Photo: © Mary Phelps

Saturday's Grand Prix Special was only Koffler-Stanfield's third competitive ride on Kaspar. The pair's first Florida Grand Prix was at the Gold Coast Dressage Association Opener and Koffler-Stanfield said "it was a tough Grand Prix. Kaspar wanted to do the Grand Prix by himself. But, the next day, we came back and got 67 percent in the Grand Prix Special."

Koffler-Stanfield was a successful young rider before turning professional. She has worked with Conrad Schumacher and works most often with Kathy Connelly. Connelly is currently in Europe, which left Koffler-Stanfield without her coach at the Wellington Classic Dressage Spring Challenge. Lucky for her, George Williams stepped in as substitute. "He came in and helped with my warm up and was just awesome. He took over the coaching reins and made me feel really confident," Koffler-Stanfield said.
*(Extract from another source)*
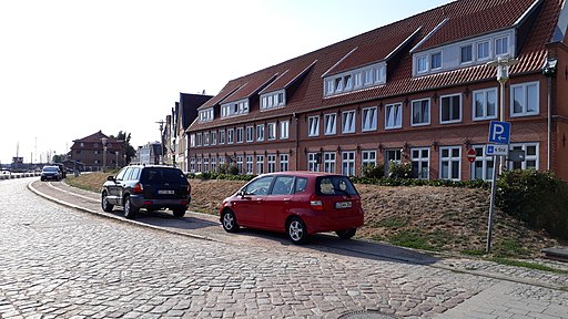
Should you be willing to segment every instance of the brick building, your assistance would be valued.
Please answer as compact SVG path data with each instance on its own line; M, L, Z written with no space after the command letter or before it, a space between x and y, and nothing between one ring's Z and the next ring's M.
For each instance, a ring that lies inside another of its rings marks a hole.
M231 80L187 130L190 171L359 175L394 161L419 178L489 179L489 122L504 120L526 155L509 168L568 179L567 7L455 1ZM504 86L499 59L517 62Z
M103 155L104 151L106 151L105 155ZM84 171L122 167L126 161L124 141L109 137L99 131L87 137L74 140L69 160L81 163ZM106 161L105 164L103 161Z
Reese Koffler-Stanfield with Mom groom Margie Koffler

Reese Koffler-Stanfield with Mom groom Margie Koffler Photo: © Mary Phelps

Williams wasn't the only one helping her this weekend. Her mom, Margee Koffler, flew in from Kentucky to be her groom and Koffler-Stanfield said she also had lots of support from her husband, Travis, and her many students, among them Kentucky's First Lady, Jane Beshear. All of them have made it possible for her to leave home and spend two months on the Florida show circuit. "My husband, my family and my students have been awesome in helping to make this happen," she said. "They all said go enjoy it and go for your dreams."

Her immediate dream is qualifying to compete at the National Dressage Championships in Gladstone this summer. Her sister has competed there before and Koffler-Stanfield would like to do it as well and she's hoping that Kaspar will get her there. "It's great to have an opportunity on a horse like him. I've ridden two other horses at Grand Prix and trained one to Grand Prix, but Kaspar is the first really big opportunity to make it to Gladstone."

Gladstone is yet an unknown, but Koffler-Stanfield does already know one thing – she's having a blast on the Florida winter circuit. And, if she gets really lucky, she'll make it to her other dream – competing in the 2010 World Equestrian Games in Kentucky. "Wouldn't that be great? I was born and raised in Kentucky so it would be an honor in my home state."